RAPIDS Accelerator on Dataproc Serverless#

Dataproc Serverless allows users to run Spark workloads without the need to provision and manage their own clusters.

Accelerating Batch Workloads with GPUs on Dataproc Serverless:#

For instructions on how to leverage L4 and A100 GPUs to accelerate Spark workloads, please refer to the following guide.

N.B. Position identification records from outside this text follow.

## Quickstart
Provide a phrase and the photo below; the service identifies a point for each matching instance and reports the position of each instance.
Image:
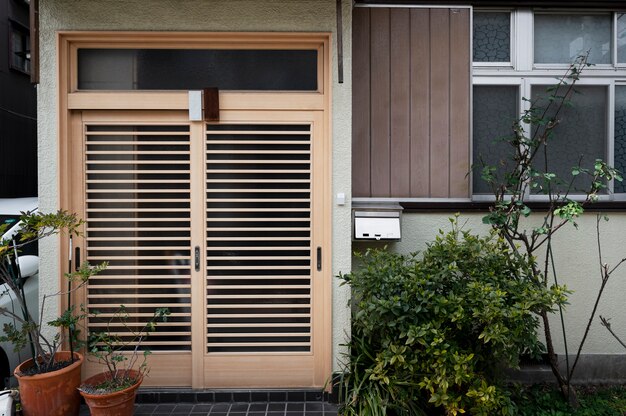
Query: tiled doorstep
(234, 409)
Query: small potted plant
(112, 392)
(49, 379)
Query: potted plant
(112, 392)
(49, 379)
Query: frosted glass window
(581, 135)
(560, 38)
(495, 110)
(621, 38)
(492, 37)
(620, 135)
(192, 69)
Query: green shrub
(541, 400)
(433, 331)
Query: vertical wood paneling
(380, 102)
(411, 122)
(460, 103)
(420, 103)
(400, 53)
(439, 103)
(361, 103)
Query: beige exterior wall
(197, 15)
(576, 257)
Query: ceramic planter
(53, 393)
(118, 403)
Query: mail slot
(377, 225)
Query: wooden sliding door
(224, 224)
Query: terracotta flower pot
(118, 403)
(53, 393)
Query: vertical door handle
(197, 258)
(319, 259)
(77, 258)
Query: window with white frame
(517, 55)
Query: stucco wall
(197, 15)
(576, 257)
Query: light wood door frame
(71, 181)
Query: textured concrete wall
(197, 15)
(576, 257)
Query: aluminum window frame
(527, 74)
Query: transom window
(517, 55)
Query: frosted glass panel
(560, 38)
(495, 110)
(621, 37)
(620, 135)
(581, 133)
(492, 37)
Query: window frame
(527, 74)
(15, 27)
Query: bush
(433, 331)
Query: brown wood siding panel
(380, 102)
(400, 103)
(411, 102)
(440, 103)
(361, 103)
(420, 103)
(459, 103)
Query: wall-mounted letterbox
(377, 225)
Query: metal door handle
(197, 258)
(319, 259)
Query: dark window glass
(495, 111)
(192, 69)
(579, 138)
(20, 49)
(620, 136)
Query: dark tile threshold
(230, 396)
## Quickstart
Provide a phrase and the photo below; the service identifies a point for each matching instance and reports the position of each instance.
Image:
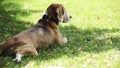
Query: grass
(93, 33)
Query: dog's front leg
(18, 57)
(61, 40)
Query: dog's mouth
(67, 18)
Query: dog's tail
(4, 46)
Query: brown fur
(41, 35)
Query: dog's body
(45, 32)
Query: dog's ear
(60, 13)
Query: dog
(44, 33)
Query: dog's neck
(49, 18)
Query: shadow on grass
(87, 40)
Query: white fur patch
(18, 57)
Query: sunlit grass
(93, 33)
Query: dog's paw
(17, 60)
(65, 40)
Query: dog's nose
(70, 16)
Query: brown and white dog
(45, 32)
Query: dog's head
(58, 13)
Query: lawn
(93, 33)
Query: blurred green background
(93, 33)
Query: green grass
(93, 33)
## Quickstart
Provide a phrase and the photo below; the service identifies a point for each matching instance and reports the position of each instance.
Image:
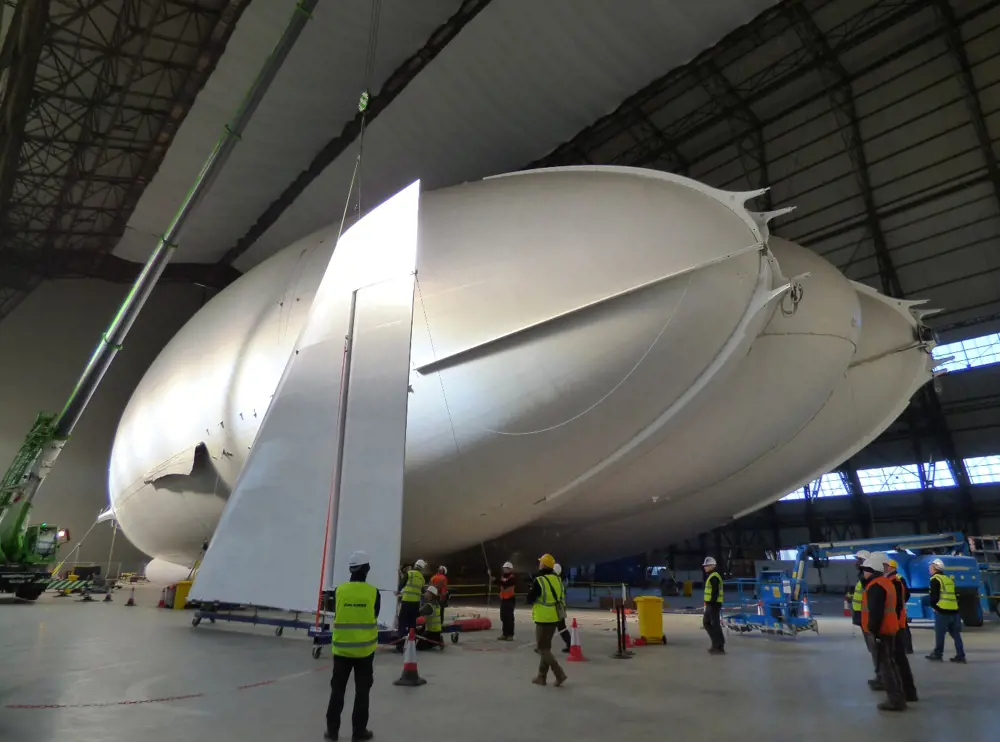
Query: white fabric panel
(268, 547)
(370, 508)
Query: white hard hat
(873, 563)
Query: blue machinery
(777, 602)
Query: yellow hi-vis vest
(947, 600)
(858, 597)
(432, 623)
(544, 609)
(708, 587)
(414, 586)
(355, 626)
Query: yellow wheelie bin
(650, 608)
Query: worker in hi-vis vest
(506, 581)
(880, 620)
(712, 618)
(859, 589)
(548, 605)
(355, 636)
(410, 593)
(944, 601)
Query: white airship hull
(604, 356)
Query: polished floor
(106, 673)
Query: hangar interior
(878, 120)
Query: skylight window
(971, 353)
(983, 469)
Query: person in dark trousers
(355, 637)
(561, 627)
(712, 618)
(879, 618)
(410, 592)
(545, 596)
(899, 647)
(429, 636)
(947, 620)
(507, 581)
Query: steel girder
(397, 82)
(838, 83)
(111, 85)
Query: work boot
(890, 706)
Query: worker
(410, 590)
(440, 581)
(859, 589)
(506, 580)
(355, 636)
(712, 618)
(561, 627)
(899, 645)
(430, 635)
(880, 620)
(545, 596)
(944, 601)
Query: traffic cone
(410, 677)
(575, 650)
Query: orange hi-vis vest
(902, 613)
(890, 621)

Dataproc Serverless Runtime RAPIDS Version:#

Version	RAPIDS Accelerator Jar
1.1 LTS	rapids-4-spark_2.12-23.08.1.jar
2.0	Coming soon
2.1	Coming soon

Creating a Serverless Batch Workload with RAPIDS Accelerator:#

To get started with Dataproc Serverless, use the following example:

join-dataframes.py#

from pyspark.sql import SparkSession

# Initialize a Spark session
spark = SparkSession.builder.appName("DataFrameJoin").getOrCreate()

# Create two DataFrames
df1 = spark.range(1, 10000001).toDF("a")
df2 = spark.range(1, 10000001).toDF("b")

# Perform the join and count
result = df1.join(df2, df1["a"] == df2["b"]).count()

# Display the result
print(result)

# Stop the Spark session
spark.stop()

Spark Batch Submission Command:#

NUM_EXECUTORS=2
EXEC_CORES=8
DRIVER_CORES=4
DISK_SIZE=375G
BATCH_ID=join-df
BUCKET=your-bucket

gcloud dataproc batches submit \
pyspark \
--batch $BATCH_ID ./join-dataframes.py \
--deps-bucket $BUCKET \
--version 1.1 \
--subnet default \
--properties \
spark.executor.instances=$NUM_EXECUTORS,\
spark.driver.cores=$DRIVER_CORES,\
spark.executor.cores=$EXEC_CORES,\
spark.dataproc.driver.compute.tier=premium,\
spark.dataproc.executor.compute.tier=premium,\
spark.dataproc.executor.resource.accelerator.type=l4,\
spark.dataproc.driver.disk.tier=premium,\
spark.dataproc.executor.disk.tier=premium,\
spark.dataproc.driver.disk.size=$DISK_SIZE

Refer to the Supported Spark properties to understand the resource allocation properties in Dataproc Serverless.

Logging Configuration for Serverless Workloads:#

Event Logs: There are two options for configuring event logs on Serverless:

Using Persistent History Server (PHS): - Use the --history-server-cluster argument to attach the History Server, which will automatically configure spark.eventLog.dir.
Explicitly Using spark.eventLog Properties: - Configure event logs by setting spark.eventLog.enabled=true and spark.eventLog.dir=gs://<bucket-name>/eventLogs.

Driver Logs: You can access Driver Logs in the Output section of the UI.

Executor Logs: Serverless employs Log Explorer to grant users access to Executor Logs. To view Executor Logs, use the following query in the search bar with the appropriate batch_id (Click on VIEW LOGS):

resource.type="cloud_dataproc_batch"
resource.labels.batch_id="join-df"
SEARCH("`executor.log`")
severity=ERROR

You can also pick the severity levels from:

INFO
DEFAULT
ERROR
WARNING

Cost:#

Refer to Dataproc Serverless Pricing for details on calculating the cost of a GPU batch workload.